Я ответил, что пива мы не держим, но я могу принести стакан водопроводной воды или старой пепси, если она еще осталась в холодильнике. Он сказал, что ничего не надо, высыпал в рот целую пригоршню таблеток и проглотил их просто так, не запивая.
Хотя официально я жил у Финчей, некоторые ночи все-таки проводил в Амхерсте, в квартире матери. Иногда мы ночевали там вместе с Букменом, а иногда я один, на диване. Я сказал себе, что похож на знаменитость, проживающую сразу в двух странах, и поэтому могу переме-щаться между Амхерстом и Нортхэмптоном по настроению. Одно я чувствовал определенно: ни одно из этих мест не стало мне домом. Когда обстановка у Финчей совсем уж переходила все грани разумного, я отправлялся в Амхерст. Когда видел, что ни мама, ни Дороти не могут больше меня терпеть, возвращался в Нортхэмптон. Обычно в Амхерсте удавалось задержаться не больше, чем на одну ночь.
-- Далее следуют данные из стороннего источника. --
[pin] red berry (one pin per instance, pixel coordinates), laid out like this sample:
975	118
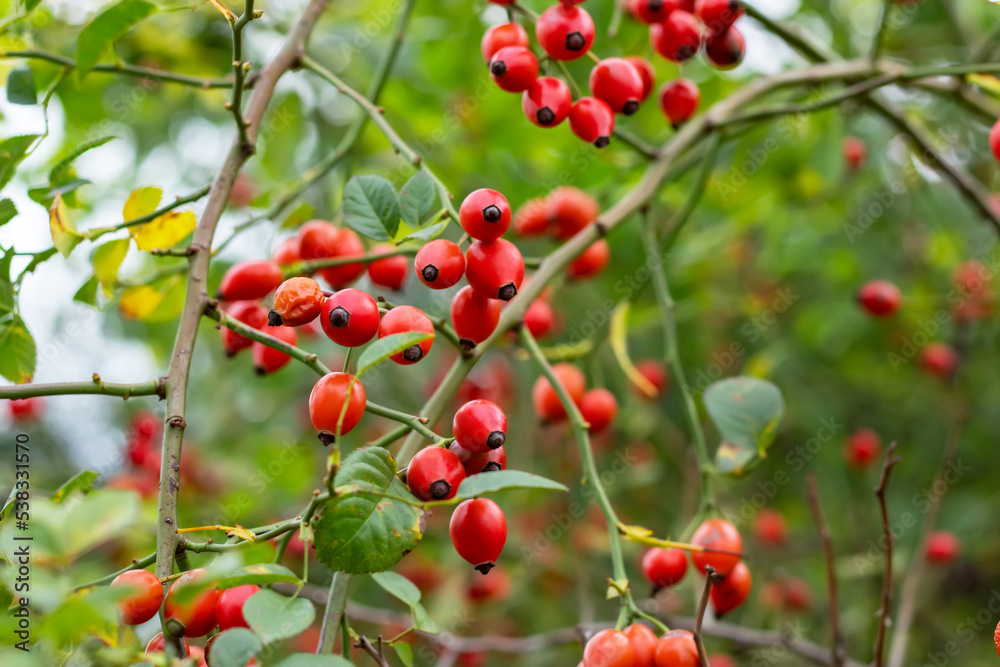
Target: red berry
646	73
484	214
514	68
389	272
350	317
677	648
726	50
489	461
298	301
197	613
434	474
609	648
679	100
664	567
617	82
599	408
770	527
855	152
565	33
247	281
144	597
939	359
678	38
403	319
478	530
495	269
473	316
267	360
547	102
863	448
441	264
732	591
498	36
592	120
721	535
643	642
879	298
590	262
230	608
718	15
546	401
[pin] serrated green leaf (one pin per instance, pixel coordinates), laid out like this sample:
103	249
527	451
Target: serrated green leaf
365	532
371	207
503	480
98	35
21	86
416	198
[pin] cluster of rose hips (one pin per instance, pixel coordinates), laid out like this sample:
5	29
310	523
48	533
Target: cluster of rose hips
195	614
566	32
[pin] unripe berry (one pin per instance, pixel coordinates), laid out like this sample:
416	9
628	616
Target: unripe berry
565	33
547	102
679	100
617	82
484	215
473	316
298	301
326	403
434	473
498	36
350	317
495	269
592	120
678	38
514	68
251	280
478	531
402	319
144	597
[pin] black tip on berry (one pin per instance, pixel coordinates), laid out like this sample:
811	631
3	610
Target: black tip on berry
429	273
495	439
339	317
439	489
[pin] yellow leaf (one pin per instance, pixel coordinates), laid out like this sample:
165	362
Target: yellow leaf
137	302
63	229
141	202
164	231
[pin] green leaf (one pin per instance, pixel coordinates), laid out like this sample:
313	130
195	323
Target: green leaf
260	574
746	412
371	207
386	347
98	35
503	480
21	86
82	482
17	351
273	616
235	648
364	532
398	586
416	198
7	211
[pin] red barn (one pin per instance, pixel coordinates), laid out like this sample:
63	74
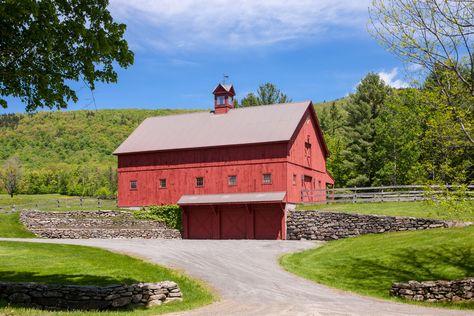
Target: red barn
234	172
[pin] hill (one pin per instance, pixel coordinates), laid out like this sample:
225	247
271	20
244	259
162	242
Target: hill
46	139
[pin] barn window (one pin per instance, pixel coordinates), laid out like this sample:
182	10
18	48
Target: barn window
232	180
307	152
162	183
220	100
267	178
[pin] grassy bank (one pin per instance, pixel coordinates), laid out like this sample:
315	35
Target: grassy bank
67	264
369	264
413	209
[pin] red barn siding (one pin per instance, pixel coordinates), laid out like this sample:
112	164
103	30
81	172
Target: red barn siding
180	169
248	162
310	171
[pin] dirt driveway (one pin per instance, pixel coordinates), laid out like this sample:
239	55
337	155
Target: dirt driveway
250	281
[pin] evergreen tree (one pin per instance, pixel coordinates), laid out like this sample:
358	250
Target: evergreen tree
267	93
359	162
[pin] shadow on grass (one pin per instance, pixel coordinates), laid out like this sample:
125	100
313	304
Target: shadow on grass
412	264
75	279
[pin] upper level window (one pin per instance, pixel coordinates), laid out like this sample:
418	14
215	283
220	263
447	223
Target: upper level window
267	178
232	180
162	183
307	152
220	99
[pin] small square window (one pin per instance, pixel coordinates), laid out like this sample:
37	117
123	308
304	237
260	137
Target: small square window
162	183
267	178
221	100
232	180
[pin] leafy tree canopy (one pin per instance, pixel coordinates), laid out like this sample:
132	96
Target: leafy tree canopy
46	43
267	93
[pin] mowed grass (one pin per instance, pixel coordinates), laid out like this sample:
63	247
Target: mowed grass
68	264
369	264
6	200
413	209
10	227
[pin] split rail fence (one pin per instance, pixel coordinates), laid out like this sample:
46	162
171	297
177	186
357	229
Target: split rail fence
401	193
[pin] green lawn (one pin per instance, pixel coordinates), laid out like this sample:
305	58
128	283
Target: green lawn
414	209
5	199
369	264
10	227
67	264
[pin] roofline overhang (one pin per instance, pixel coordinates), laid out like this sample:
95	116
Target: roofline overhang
203	147
229	203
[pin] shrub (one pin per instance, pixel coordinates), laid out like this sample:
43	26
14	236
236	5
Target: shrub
168	214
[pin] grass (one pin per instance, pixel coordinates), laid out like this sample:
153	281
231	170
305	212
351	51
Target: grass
369	264
10	227
413	209
6	200
68	264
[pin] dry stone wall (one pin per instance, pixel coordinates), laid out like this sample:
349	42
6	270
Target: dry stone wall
79	297
94	224
319	225
435	291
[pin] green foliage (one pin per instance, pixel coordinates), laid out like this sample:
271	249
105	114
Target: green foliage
267	93
69	152
369	264
47	43
360	163
169	214
10	176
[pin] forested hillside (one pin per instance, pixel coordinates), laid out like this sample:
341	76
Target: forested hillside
69	152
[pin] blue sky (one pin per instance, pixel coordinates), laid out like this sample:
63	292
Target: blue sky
311	49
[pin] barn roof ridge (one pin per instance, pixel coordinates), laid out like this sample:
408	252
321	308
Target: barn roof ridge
246	125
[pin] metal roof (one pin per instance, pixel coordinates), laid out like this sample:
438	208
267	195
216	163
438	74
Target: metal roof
250	125
258	197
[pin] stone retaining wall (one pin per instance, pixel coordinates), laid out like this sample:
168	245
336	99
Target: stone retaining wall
435	291
94	224
319	225
79	297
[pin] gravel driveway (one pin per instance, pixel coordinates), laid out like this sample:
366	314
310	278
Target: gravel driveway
247	276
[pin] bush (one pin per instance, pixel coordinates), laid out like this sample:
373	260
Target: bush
168	214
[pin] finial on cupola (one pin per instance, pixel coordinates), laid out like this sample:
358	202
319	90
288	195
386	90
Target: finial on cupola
223	97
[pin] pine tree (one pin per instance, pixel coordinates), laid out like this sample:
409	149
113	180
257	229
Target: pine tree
359	161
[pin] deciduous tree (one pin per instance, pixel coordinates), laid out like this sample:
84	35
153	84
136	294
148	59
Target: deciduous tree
10	175
46	44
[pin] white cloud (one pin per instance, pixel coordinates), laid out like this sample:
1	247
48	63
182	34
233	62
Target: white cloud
189	24
390	79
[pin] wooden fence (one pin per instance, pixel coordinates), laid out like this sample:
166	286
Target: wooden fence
66	203
401	193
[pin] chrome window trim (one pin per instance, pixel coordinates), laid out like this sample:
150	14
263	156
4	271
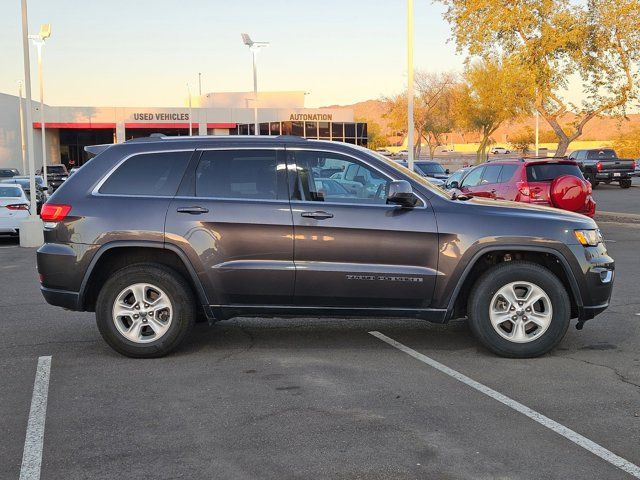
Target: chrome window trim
96	190
384	174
Одну ночь каждые несколько недель.
Сразу после полуночи я проснулся, увидев во сне, что к моей заднице прижимается твердый член. Оказалось, что твердый член прижимался к моей заднице не во сне, а на самом деле.
— Какого хера ты ко мне лезешь? — заорал я, отпихивая его.
Цезарь оказался совершенно голым, даже без зубов.
— Хочу попробовать, — прошамкал он. — Я тебя люблю, новый сын.
— Отвали от меня, — приказал я.
Я выпроводил его из гостиной и снова улегся на диван. У меня уже тогда была хорошо развита защитная реакция, поэтому я сказал себе: «Ничего страшного не произошло, ничего не было». Я услышал, как он шагает по лестнице, чтобы найти Дейрдре и Дороти, и решил, что он в конце концов оставил меня в покое.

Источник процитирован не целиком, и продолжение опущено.